Boston Red Sox starting pitcher Daniel Bard has a 2-4 record on the 2012 season with an ERA of 4.83 and a WHIP of 1.516. He took the loss in Tuesday’s 6-4 decision against the Kansas City Royals. He fared well until he allowed two walks to lead off the bottom of the eighth, then gave way to Matt Albers, who gave up the game-winning home run shortly after.

Needless to say, Bard’s performance hasn’t exactly translated well from his three years in the Red Sox bullpen.

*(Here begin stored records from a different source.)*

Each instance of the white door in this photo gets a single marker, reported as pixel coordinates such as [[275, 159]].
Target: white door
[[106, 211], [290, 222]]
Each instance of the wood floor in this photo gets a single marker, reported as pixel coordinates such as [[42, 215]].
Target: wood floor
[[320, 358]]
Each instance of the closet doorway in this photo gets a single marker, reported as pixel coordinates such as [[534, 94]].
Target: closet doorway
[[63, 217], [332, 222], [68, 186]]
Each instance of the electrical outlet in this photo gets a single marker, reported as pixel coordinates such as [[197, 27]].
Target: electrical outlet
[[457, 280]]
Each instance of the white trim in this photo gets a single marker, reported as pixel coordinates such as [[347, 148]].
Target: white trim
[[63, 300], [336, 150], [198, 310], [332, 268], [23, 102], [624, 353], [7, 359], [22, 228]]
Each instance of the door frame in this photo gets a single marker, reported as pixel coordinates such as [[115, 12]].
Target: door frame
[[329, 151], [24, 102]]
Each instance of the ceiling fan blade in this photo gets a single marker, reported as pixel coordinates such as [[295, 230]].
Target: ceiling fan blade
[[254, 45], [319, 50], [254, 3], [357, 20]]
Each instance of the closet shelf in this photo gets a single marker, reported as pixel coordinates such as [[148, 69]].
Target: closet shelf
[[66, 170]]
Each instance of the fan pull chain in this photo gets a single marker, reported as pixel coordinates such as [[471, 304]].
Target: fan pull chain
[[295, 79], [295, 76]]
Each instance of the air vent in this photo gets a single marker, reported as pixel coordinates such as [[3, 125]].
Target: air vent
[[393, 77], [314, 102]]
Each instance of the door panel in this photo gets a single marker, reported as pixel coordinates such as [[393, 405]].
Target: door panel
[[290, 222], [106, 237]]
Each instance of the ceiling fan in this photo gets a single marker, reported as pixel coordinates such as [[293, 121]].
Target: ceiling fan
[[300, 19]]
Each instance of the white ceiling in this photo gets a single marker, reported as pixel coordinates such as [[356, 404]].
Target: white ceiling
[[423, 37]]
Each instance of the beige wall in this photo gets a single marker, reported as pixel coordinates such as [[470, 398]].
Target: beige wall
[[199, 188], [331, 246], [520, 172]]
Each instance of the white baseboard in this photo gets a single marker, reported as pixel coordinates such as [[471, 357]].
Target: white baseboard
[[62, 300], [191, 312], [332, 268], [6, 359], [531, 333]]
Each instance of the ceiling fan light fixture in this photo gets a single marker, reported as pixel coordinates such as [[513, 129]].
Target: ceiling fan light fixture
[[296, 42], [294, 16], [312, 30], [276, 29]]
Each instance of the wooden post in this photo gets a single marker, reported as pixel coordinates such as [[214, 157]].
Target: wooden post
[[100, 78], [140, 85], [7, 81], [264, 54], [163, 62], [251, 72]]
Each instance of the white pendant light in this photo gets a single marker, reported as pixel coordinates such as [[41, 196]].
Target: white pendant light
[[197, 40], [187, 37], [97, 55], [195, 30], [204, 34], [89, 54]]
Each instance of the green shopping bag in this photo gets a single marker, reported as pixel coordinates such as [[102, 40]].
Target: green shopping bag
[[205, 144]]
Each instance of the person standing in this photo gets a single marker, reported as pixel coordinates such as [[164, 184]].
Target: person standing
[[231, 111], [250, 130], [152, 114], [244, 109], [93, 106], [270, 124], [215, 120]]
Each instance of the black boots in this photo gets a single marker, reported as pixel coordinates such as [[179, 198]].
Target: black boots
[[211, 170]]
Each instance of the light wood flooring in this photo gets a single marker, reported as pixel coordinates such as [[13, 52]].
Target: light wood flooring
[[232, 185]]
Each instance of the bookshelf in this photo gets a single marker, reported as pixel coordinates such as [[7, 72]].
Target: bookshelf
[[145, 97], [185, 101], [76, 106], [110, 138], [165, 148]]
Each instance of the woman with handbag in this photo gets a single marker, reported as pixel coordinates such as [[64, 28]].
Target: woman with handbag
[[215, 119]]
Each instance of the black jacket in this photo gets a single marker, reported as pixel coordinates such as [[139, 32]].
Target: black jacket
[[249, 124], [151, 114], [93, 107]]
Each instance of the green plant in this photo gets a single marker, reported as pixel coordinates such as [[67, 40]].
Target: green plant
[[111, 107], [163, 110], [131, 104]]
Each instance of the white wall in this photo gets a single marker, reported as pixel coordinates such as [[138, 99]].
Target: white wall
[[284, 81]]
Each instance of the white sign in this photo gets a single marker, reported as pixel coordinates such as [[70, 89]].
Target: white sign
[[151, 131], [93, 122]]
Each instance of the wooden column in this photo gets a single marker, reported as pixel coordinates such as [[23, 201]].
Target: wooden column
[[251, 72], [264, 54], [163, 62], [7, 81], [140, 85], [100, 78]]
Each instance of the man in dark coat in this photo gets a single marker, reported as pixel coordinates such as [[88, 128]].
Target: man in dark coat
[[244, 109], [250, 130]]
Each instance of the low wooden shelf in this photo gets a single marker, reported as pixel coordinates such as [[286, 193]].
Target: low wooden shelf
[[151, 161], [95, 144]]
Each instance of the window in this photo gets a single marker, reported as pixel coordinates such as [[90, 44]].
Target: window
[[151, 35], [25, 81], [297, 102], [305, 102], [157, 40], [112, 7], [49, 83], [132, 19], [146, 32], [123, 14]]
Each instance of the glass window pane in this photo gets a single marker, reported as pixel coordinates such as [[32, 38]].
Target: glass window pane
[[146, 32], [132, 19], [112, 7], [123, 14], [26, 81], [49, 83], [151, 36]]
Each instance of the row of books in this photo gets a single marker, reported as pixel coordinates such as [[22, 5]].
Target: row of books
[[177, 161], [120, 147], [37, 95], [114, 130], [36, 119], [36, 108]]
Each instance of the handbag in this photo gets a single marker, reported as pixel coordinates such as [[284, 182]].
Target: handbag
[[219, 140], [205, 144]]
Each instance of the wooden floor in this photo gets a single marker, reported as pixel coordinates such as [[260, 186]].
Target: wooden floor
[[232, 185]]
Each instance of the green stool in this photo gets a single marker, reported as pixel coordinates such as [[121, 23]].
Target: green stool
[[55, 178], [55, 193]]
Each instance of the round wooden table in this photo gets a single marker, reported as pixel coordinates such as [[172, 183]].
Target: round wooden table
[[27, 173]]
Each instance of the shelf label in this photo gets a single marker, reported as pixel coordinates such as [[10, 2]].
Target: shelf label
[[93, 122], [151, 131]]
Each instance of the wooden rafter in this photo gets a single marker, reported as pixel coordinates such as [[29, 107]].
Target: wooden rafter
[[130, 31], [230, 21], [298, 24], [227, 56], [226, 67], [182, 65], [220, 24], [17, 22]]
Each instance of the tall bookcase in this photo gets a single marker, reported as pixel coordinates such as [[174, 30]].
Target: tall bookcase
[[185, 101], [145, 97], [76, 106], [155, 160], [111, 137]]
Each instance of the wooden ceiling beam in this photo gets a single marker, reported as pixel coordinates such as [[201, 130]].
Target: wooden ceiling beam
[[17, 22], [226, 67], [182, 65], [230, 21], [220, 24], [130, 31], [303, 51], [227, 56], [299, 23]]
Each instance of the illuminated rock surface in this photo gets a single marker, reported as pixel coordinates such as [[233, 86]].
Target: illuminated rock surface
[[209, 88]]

Bard’s struggles as a starter are just one part of a seemingly endless list of complaints about the Red Sox pitching staff. Getting assurance that something will go right will be a welcome sigh of relief for the Boston media and Red Sox Nation, Bard or otherwise, but nothing seems to be coming any time soon. The cries for the former heir to Jonathan Papelbon‘s throne to actually take said throne have been growing louder and louder since manager Bobby Valentine named Bard a starter midway through spring training. The timeline of complaints is as long as the season itself:

April 6, the weekend of the disastrous series against the Detroit Tigers: “[He would be] going back to what would be a glamorous role – not the set-up man, but the pitcher who earns saves and therefore can accrue future dollars in the process.” – Nick Cafardo, Boston Globe

April 23, when Bard pitched an inning of relief between starts against the Minnesota Twins: “[W]hat does it say that a team can’t let its No. 5 starter make his third big-league start without worrying about holding leads in relief?” – Ron Chimelis, Springfield Republican


May 9, after the debacle against Kansas City: “[O]nce again, we cannot help but wonder whether Bard is truly suited to start, whether the Red Sox are doing both him and themselves a disservice by keeping him in the starting rotation during a season that looks more like a fire drill with each passing day.” – Tony Massarotti, Boston Globe

It’s been rough for Bard, his teammates, his coaches, and the fans, and to make matters worse, there’s no sign that the popular solution – moving him to the bullpen – could happen at all this season.

Oh, and don’t forget Bard’s two balks in one at-bat last night.